Bei mir stellt sich das Gefühl der vollumfänglichen Durchdringung nur
ein, wenn ich rechtzeitig das Denken einstelle, bevor ich mich in der
Kampfzone des Undurchdringlichen verliere. Beispielsweise spielt die Zeit
im Debitismus eine nicht unwesentliche Rolle und gemäß Augustinus weiß
ich ziemlich genau was Zeit ist, solange man mich nicht danach fragt.

Zeit ist für Debitisten nur insoweit von Bedeutung, als das sie abläuft und damit in zentristischen Machtsystemen gesetzte Termine schlagend werden, zu denen Schulden unterschiedlichster Art getilgt werden müssen, um einer Sanktion zu entgehen.

Vor dem Termin sind die Schulden „nur“ mehr oder weniger drängend, da noch Zeit abläuft, die uns ein Agieren erlaubt und für die Nachschuldnersuche Optionen eröffnet. Erst zum Termin werden sie für uns existenziell, weil sich dann entscheidet, ob wir sie tilgen können, indem ein Nachschuldner gestellt wird, oder wir die Strafe, Sanktion oder den Bankrott erleiden müssen.
Das gilt sowohl für Urschuld, Abgabeschuld, Vertragsschuld als auch religiöse Schuld.

Schuld entsteht aber nie ex nihilo, sondern immer in koalierenden oder konkurrierenden zentristischen Machtsystemen als Ergebnis der Machtausübung von wechselnden Machthaltern gegenüber Ohnmächtigen (z.B.Sonne/Planeten/Monde oder z.B. Pflanzenfresser/Tierfresser/bewaffnete Menschen oder z.B. per bewaffnetem Zwang organisierte Gewalt, die eine Masse an per Machtzession und Gewaltausübung ruhig gehaltener Ohnmächtiger dazu zwingt, gegen ihre eigenen Interessen, Bedürfnisse und Triebe zu agieren).

Kurz zum Machtbegriff:
"Das Wort "Macht" kann auf zwei ähnlich lautende indogermanische Wurzeln zurückgeführt werden:
Macht (Wiki): mag- (kneten, pressen, formen, bilden) oder magh- (machen - im Sinne von können, vermögen, fähig sein)".

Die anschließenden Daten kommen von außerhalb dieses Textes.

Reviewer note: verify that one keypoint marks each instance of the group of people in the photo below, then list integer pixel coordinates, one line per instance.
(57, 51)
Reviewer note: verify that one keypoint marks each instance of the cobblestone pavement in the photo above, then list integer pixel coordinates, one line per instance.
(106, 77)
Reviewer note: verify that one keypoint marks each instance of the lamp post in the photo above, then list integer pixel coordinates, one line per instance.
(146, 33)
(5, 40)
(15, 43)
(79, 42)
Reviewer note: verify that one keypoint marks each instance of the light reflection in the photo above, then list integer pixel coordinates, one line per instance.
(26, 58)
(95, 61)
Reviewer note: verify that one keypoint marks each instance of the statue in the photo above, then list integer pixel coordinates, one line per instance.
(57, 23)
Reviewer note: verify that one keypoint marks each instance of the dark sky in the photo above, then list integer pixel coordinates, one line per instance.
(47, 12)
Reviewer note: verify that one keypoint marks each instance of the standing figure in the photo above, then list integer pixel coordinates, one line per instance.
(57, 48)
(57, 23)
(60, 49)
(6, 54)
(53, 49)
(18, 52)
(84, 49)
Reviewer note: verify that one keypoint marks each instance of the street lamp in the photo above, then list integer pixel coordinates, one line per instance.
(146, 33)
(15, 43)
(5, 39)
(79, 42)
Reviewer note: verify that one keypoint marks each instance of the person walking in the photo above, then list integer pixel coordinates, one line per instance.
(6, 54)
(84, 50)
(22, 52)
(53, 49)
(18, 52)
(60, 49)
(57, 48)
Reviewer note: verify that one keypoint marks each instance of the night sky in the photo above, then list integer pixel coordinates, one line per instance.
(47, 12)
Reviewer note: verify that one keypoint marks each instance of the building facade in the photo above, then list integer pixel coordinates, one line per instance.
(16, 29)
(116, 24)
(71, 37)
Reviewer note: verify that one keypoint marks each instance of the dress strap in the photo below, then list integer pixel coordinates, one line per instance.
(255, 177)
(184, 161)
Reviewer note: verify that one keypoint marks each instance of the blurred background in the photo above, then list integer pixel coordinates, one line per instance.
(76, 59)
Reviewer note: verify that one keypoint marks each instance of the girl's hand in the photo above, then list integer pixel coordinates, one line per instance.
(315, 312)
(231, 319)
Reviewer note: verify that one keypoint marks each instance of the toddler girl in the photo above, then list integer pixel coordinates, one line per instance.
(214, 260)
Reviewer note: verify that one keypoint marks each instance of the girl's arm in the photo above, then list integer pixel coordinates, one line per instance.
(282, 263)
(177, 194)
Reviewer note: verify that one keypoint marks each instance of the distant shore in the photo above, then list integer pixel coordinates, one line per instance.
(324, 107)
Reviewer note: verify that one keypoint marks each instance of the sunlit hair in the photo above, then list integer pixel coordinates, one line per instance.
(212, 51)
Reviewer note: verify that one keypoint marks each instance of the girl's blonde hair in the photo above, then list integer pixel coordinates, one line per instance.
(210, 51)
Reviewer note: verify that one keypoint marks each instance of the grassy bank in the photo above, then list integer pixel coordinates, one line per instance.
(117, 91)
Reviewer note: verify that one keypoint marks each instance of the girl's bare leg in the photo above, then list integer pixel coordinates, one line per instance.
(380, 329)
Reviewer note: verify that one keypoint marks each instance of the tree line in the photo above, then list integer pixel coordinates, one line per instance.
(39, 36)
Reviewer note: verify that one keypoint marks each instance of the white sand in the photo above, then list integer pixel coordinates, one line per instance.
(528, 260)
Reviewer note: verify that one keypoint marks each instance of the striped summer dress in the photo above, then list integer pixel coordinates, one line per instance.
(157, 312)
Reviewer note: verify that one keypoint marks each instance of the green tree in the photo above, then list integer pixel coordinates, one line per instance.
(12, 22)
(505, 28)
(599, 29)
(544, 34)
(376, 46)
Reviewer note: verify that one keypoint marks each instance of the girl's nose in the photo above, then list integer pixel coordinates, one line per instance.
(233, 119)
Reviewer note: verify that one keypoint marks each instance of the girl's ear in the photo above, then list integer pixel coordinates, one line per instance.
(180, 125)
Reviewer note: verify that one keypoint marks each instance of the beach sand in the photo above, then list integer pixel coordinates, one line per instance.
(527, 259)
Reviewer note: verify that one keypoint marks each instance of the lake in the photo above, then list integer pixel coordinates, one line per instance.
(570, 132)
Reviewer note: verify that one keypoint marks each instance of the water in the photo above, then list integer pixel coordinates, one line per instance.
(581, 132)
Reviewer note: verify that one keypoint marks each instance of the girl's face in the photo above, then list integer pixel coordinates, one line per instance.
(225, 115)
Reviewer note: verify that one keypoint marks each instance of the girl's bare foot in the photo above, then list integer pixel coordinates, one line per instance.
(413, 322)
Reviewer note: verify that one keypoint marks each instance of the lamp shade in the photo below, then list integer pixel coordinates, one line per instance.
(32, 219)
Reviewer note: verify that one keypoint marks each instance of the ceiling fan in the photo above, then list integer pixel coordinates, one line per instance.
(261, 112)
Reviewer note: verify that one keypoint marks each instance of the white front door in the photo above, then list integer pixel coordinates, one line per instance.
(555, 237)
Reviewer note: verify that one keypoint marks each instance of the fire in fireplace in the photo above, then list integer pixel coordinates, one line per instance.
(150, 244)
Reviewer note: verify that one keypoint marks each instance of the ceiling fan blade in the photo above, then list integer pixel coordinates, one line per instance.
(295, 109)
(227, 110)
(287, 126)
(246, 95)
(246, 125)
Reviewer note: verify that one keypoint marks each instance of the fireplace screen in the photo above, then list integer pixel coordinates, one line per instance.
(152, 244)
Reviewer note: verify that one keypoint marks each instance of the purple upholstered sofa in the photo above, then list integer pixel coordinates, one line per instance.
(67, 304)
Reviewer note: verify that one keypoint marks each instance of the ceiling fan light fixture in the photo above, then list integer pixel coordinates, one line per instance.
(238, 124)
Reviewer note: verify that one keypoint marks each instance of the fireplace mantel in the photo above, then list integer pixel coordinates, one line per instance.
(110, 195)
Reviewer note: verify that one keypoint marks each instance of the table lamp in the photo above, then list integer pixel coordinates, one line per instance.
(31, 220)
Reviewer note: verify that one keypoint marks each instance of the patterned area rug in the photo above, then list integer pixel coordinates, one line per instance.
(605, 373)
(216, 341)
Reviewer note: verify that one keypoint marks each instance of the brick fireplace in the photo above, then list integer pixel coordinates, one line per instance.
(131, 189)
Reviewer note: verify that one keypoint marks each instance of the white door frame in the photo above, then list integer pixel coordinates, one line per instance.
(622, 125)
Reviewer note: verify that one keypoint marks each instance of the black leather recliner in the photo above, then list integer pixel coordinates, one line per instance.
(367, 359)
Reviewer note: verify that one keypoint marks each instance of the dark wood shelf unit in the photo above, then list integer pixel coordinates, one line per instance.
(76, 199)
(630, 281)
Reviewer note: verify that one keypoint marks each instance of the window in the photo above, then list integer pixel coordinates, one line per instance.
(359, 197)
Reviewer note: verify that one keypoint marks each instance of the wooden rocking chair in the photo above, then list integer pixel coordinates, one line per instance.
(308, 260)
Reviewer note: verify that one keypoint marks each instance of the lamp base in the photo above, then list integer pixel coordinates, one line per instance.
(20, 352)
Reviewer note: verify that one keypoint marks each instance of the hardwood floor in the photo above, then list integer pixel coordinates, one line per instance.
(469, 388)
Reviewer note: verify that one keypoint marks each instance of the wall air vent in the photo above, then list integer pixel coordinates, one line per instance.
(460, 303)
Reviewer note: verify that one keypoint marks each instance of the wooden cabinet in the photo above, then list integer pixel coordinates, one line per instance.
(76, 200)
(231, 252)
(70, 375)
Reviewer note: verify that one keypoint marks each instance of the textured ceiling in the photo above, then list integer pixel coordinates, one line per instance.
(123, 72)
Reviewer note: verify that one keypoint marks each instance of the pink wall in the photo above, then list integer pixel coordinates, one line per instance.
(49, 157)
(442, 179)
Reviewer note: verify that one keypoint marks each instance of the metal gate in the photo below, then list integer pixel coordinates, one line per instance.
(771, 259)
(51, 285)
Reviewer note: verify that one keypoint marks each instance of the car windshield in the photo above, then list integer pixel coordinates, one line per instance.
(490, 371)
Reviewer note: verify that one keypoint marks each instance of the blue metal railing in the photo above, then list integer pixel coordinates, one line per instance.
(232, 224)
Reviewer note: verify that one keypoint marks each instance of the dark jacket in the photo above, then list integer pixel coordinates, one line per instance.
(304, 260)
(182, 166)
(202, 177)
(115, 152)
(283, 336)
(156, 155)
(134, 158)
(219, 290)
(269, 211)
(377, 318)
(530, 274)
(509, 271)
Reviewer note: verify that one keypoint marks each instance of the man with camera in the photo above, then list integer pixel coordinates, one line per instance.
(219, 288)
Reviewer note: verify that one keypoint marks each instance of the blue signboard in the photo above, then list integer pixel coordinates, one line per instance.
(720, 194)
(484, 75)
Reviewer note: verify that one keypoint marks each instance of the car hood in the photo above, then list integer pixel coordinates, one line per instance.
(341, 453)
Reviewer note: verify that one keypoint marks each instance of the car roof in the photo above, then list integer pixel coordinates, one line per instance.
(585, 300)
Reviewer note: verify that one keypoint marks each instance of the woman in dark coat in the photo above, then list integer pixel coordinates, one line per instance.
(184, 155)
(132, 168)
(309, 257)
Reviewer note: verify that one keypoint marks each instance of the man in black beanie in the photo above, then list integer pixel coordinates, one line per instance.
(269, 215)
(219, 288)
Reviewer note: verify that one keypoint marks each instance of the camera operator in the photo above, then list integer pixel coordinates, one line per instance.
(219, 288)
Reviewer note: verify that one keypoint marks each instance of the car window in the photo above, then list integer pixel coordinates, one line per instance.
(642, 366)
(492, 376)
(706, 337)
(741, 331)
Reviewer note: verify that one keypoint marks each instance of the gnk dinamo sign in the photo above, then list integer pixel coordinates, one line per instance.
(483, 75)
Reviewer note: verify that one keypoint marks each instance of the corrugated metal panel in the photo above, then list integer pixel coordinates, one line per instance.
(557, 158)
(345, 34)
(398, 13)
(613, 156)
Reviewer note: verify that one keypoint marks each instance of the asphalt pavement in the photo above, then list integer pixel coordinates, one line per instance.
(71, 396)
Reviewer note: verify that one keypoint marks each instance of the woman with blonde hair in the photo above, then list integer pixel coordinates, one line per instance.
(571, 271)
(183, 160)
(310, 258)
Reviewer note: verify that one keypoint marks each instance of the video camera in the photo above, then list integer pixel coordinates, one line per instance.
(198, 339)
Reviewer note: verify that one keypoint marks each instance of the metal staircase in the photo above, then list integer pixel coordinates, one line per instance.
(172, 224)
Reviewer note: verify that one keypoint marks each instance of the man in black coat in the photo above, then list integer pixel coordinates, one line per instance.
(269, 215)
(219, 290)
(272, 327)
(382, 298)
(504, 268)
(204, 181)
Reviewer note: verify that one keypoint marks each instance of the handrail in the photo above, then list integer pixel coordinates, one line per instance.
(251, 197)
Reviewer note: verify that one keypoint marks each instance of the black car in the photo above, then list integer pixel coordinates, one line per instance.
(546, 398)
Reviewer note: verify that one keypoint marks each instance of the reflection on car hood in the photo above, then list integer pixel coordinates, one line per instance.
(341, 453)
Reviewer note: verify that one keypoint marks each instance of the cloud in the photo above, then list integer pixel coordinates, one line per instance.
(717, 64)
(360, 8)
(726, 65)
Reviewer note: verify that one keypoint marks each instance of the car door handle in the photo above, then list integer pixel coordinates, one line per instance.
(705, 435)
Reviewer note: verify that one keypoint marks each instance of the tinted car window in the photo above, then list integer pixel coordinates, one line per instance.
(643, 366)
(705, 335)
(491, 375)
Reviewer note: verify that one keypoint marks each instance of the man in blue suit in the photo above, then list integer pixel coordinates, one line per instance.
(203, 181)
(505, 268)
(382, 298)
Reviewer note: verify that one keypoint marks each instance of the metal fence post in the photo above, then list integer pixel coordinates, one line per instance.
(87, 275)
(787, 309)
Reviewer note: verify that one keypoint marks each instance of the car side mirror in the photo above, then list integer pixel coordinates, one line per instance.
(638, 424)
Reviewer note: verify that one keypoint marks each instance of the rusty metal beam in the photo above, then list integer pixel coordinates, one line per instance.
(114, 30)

Ziemlich eindeutig, wer sich wessen bemächtigt, finde ich...
Ein Zentralmachtsystem ist die Summe aller ständig sich verändernden beteiligten Macht-/Kraftströmungen der sogenannten organischen und anorganischen Welt und erstreckt sich sowohl über unsere Zivilisation, als auch über die gesamte Biosphäre (Schwärme, Gruppierungen und Individuen werden durch äußere und innere Bedingungen gezwungen, so zu agieren, wie sie agieren müssen, egal ob sie wollen). Sie können Potential nur insoweit entfalten, wie es von übergeordneten Machtstrukturen eingeräumt wird. Deshalb ist die Aussage des @Frosch korrekt, dass nie das herauskommt, was wir geplant haben, weil wir schlicht keine ausreichend mächtige Zentralmacht haben und zu wenig über die stets involvierten und widerstreitenden Kräfte und Interessen wissen.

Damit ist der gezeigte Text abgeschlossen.